The reset control circuit sends a reset instruction to the processor core and the first module when the cold reset signal is acquired.
A data processing method, the method is applied to a data processing system, the data processing system includes a processor core and a first module, the first module includes a first register, the first register is used to store fault replacement Information, the failure replacement information includes location information of a first storage unit, and the first storage unit is a storage unit that has a failure when the storage unit in the memory is replaced with a failure;

Acquiring, by the processor core, the fault replacement information from the first register;

The processor core writes the failure replacement information into a non-volatile storage medium.
22. The method according to claim 21, wherein the fault replacement information further includes location information of a second storage unit, and the second storage unit is used when the storage unit in the memory is faulty replaced.

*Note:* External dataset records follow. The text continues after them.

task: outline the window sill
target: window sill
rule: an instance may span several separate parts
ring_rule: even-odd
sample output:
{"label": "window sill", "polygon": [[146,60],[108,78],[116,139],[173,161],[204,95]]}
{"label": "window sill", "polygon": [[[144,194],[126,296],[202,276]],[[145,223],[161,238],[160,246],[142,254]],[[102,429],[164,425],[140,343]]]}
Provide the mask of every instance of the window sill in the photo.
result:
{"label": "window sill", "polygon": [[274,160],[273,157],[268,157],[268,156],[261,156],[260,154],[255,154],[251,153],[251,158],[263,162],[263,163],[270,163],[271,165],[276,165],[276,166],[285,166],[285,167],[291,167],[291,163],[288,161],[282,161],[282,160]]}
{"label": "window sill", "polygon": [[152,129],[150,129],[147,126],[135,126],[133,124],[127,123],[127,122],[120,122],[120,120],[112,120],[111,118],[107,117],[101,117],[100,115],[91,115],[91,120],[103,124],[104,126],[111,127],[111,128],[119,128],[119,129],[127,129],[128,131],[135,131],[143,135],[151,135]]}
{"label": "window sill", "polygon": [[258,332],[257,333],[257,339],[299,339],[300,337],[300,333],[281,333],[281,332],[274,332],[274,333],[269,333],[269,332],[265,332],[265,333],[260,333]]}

Backup storage unit.
The method according to claim 21, wherein the granularity of the first storage unit is any one of the following: memory storage cells, memory rows, memory blocks, memory particles, memory planes, and memory bars.
The method according to any one of claims 21 to 23, wherein the system comprises a memory controller, and the first module is integrated in the memory controller.
The method according to any one of claims 21 to 23, wherein the method further comprises:

In the case that the reset operation is a hot reset operation, the processor core obtains a failure replacement information collection from the non-volatile storage medium, and during the reset process of the first module, the failure replacement information is collected Backfilling to the first register, wherein the failure replacement information includes at least one of the failure replacement information.
The method according to claim 22, wherein the first module further comprises at least one second storage unit, and the second storage unit in the first module is used to store the at least one first storage unit as a memory In the case of a cell, store the first data in the first storage unit that is the memory storage cell;

The method also includes:

The processor core obtains the first data from the second storage unit in the first module, and writes the first data into the non-volatile storage medium, so that the When the processor core and the first module perform a reset operation, the first data is not lost;

In the case that the reset operation is a warm reset operation, the processor core obtains the failure replacement information set and the first data from the non-volatile storage medium, and during the reset process of the first module, The failure replacement information set is backfilled to the first register, and the first data is backfilled to the second storage unit in the first module, wherein the failure replacement information set includes at least one of the failure replacements information.
The method according to claim 22, wherein the method further comprises:

The processor core performs a reset operation on the first module to initialize the first module;

In the case that the reset operation is a hot reset operation, the processor core obtains the failure replacement information set from the non-volatile storage medium, and according to the failure replacement information set, performs a check on the storage unit of the memory The data in the second storage unit performs a reverse replacement operation, wherein the failure replacement information set includes at least one piece of the failure replacement information, and the reverse replacement operation is used to rewrite the data in the second storage unit into the first In the storage unit, the distribution of the data in the memory in the storage unit is restored to the initial state.
The method according to claim 25, wherein the method further comprises:

In the case that the reset operation is a cold reset operation, the processor core does not obtain the failure replacement information set from the non-volatile storage medium.
A computer device, wherein the computer device is equipped with the reset system according to any one of claims 1 to 6, or the computer device is equipped with any one of claims 7 to 14 The data processing system described in one item.